X and Y have very little to do with economics. She should be talking about supply and demand if she wants economics, or the GDP.

Miss Havisham, however, is not amused, "We'll talk about this after the lesson."
...
...He seems to Miss Havisham like one possessed.

Why, I ask you, why, would we suddenly have HER point of view thrown into this beautiful commentary completed and executed from the mind of an OCD character? Separate your thoughts just like he separates his pencils.

Overall, I really like this. There's not much wrong with it. Watch some of your comma/period speech work, but that's debated constantly.
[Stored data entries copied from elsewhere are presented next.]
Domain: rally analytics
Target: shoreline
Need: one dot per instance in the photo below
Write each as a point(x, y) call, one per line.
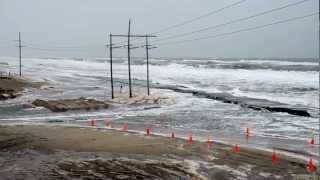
point(51, 140)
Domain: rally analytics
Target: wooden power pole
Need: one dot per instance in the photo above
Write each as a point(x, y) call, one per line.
point(128, 36)
point(20, 54)
point(111, 72)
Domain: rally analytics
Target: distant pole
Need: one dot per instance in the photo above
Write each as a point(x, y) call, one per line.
point(111, 72)
point(130, 90)
point(319, 88)
point(20, 54)
point(147, 54)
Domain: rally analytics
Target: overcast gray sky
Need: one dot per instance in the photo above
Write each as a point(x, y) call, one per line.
point(79, 28)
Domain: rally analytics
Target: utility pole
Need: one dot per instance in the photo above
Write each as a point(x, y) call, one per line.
point(20, 53)
point(148, 47)
point(128, 36)
point(111, 73)
point(147, 54)
point(129, 67)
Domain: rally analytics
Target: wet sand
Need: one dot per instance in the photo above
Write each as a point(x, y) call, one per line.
point(56, 152)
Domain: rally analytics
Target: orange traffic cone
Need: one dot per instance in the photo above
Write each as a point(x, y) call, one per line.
point(125, 126)
point(107, 124)
point(312, 142)
point(173, 135)
point(148, 131)
point(236, 148)
point(311, 166)
point(209, 142)
point(247, 132)
point(93, 123)
point(275, 157)
point(190, 141)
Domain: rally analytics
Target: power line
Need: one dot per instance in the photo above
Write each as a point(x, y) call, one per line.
point(241, 30)
point(232, 22)
point(57, 47)
point(193, 19)
point(200, 17)
point(55, 50)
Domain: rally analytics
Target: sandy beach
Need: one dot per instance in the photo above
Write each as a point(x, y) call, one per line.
point(56, 152)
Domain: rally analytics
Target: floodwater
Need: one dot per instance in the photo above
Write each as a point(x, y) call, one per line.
point(294, 82)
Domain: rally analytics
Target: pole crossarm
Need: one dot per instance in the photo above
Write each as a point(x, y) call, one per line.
point(129, 47)
point(133, 35)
I'd suggest keep with what you feel comfortable.

You do have some issues about the actual content though. For instance, what about his own pencils? Why would they be using colored pencils? Are they in economics or Mathematics? If they're in mathematics, then why is there an economics question? Was it a correlation question? If it is a correlation question, then please, for the love of mathematics, include that the Ys and the Xs are moving up and down at the very least, because population, y, and x, could be anything and it's annoying me not to know.

Congrats, you've successfully touched my OCD (jk). XD






Ha ha, thanks :D I think a couple of people have brought up about switching to her POV so I'll cut that.
They're in Geography and it's a graph to do with the factors affecting population. I guess I was vague because I wanted to keep the focus on the pencils and show that John's not really following it either, but I can see how this would annoy me too in a story! :D Thank you!



emmylou1995 says...


I don't have time to review your piece, but I really really liked it! I struggle with the same kind of compulsion, especially when playing cards, I have to have my piles straight. Honestly, you captured the feel very well, so much that it made me feel close to John.




Not all treasure is silver and gold, mate.